Give the Queen a horse not a yacht
Many of those work horses had a dire life, the end in some cases worse, when shipped to the continent. (for meat). Grief was evident from the housekeeper at the farm where I was when one mare left the yard for the last time because it was said to be too clumsy when hoeing, another came that was lighter in the bone and a good mover, another that would take a piece out of you given the chance.
One farmer did have a big shire gelding which had feet like butchers’ blocks - seldom seen today. The owner could do nothing with it, not surprising my father and his mate had their work cut out for them. They did make a good job of that horse so that it would take a cart to Radford brewery for a load of grains. Going through a Shire stud book for 1920 I found some things of local interest. For instance the Warwickshire Show was held at Leamington on 3 and 4th of September, 1919, when there were nine classes and 28 entries with a good representation of breeders in the locality.
New House Farm in Warwick had five stallions going under the Tachbrook prefix. Entries included stallions kept at Shipston, Ladbrook Hill, Barford Hill, Wellesborne, Fenny Compton, Wedgnock Park, Fernill, Ashow and Stoneleigh.
The Duke of Westminster had more stallions than you could shake a stick at - or would want to. Then there was Chivers of Histon, the jam people, who had four stallions.
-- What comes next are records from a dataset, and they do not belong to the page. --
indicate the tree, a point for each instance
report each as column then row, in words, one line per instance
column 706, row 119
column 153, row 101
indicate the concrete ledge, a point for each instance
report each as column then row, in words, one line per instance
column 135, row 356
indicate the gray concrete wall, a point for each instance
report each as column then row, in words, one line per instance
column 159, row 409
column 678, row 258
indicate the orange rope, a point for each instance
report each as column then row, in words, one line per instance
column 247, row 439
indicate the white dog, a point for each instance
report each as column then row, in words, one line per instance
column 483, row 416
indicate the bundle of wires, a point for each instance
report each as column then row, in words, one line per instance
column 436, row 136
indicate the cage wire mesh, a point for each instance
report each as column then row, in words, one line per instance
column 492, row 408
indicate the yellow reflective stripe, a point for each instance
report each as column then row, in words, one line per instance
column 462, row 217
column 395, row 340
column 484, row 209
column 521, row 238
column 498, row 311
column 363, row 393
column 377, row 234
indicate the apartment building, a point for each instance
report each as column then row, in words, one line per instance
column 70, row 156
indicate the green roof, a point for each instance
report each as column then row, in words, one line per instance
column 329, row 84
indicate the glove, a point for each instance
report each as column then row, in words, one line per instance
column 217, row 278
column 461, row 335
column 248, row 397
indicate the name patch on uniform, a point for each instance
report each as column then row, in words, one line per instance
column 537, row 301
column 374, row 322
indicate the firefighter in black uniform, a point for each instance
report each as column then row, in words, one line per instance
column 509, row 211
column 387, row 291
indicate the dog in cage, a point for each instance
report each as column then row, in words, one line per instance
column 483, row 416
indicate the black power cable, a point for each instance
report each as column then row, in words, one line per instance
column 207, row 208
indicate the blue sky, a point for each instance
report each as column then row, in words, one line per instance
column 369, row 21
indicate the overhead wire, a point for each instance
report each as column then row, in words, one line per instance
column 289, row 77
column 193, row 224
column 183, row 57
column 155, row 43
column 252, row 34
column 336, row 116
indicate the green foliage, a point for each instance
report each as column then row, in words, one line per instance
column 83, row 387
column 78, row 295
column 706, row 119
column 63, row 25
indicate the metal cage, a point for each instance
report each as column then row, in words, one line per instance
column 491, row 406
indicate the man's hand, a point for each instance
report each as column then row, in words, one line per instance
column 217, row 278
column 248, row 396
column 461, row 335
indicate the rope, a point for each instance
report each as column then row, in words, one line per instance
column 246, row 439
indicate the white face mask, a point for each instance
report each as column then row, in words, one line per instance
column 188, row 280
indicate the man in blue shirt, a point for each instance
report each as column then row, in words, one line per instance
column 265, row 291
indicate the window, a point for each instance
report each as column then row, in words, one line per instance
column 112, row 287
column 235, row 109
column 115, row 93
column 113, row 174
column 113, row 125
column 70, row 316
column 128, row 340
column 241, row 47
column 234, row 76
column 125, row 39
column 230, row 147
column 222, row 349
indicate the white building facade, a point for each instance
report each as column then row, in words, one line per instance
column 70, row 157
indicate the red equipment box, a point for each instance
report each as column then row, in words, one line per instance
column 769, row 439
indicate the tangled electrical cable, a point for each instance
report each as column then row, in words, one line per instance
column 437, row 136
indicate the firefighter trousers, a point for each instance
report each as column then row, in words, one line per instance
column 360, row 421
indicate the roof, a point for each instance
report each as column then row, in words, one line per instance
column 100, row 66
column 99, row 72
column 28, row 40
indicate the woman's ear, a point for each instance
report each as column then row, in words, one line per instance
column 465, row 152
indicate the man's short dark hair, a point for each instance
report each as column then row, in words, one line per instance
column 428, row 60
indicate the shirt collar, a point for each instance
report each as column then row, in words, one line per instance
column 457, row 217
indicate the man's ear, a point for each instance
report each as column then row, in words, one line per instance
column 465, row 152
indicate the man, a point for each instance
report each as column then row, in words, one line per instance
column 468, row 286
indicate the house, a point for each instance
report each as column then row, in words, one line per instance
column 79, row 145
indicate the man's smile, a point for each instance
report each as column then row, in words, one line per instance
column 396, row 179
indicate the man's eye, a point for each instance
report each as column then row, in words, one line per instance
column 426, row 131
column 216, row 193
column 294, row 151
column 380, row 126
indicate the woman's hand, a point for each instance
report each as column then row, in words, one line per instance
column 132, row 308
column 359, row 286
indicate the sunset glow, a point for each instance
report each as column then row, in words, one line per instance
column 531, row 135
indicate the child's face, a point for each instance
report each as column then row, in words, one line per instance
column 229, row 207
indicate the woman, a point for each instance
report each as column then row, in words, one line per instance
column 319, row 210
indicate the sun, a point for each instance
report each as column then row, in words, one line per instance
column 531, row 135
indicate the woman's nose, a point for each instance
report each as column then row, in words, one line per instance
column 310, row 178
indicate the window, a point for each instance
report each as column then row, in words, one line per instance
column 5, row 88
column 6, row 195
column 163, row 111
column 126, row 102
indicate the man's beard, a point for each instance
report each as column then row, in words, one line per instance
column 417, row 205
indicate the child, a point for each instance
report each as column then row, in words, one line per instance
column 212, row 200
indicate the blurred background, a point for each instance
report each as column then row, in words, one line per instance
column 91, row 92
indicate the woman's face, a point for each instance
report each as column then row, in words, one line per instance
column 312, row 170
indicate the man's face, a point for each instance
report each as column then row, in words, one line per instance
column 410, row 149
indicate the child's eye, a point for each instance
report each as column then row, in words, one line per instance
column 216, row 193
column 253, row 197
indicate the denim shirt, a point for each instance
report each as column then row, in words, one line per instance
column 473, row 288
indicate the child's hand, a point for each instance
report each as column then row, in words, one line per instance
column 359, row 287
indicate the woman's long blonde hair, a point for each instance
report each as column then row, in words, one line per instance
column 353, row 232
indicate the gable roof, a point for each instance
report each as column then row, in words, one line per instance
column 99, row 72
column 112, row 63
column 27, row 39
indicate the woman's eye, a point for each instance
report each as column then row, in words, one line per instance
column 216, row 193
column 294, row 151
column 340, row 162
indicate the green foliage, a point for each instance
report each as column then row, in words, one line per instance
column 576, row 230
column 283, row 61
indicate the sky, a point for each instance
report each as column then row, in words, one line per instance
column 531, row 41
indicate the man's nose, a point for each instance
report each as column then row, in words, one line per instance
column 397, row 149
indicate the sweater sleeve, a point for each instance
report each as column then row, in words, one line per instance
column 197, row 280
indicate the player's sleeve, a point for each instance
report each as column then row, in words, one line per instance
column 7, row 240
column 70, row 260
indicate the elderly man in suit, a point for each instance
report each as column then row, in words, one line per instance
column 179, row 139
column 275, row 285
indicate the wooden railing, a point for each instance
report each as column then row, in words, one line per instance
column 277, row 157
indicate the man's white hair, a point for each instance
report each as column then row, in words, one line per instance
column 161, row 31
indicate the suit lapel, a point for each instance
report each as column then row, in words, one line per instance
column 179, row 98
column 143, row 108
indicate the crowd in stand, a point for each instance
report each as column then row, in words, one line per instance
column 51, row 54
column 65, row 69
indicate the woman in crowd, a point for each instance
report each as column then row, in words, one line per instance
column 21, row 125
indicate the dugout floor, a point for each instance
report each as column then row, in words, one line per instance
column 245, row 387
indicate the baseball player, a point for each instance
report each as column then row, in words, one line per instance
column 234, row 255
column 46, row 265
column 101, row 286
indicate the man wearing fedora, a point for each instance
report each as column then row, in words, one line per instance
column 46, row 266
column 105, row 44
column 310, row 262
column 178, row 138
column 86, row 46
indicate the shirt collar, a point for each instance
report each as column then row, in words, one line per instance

One final thought: Suffolk Punch horses - the best I have seen by far at ploughing matches in the last two years - are in need of more breeders.
As the nation debates what to get the Queen for what many would think of as 60 years in the collar, may I suggest the Suffolk Society offers her some Suffolk Punches for the Sandringham estate where her father once had a stud.
It may even be more appreciated than a yacht. - Roger Fisher, Southam Road, Long Itchington.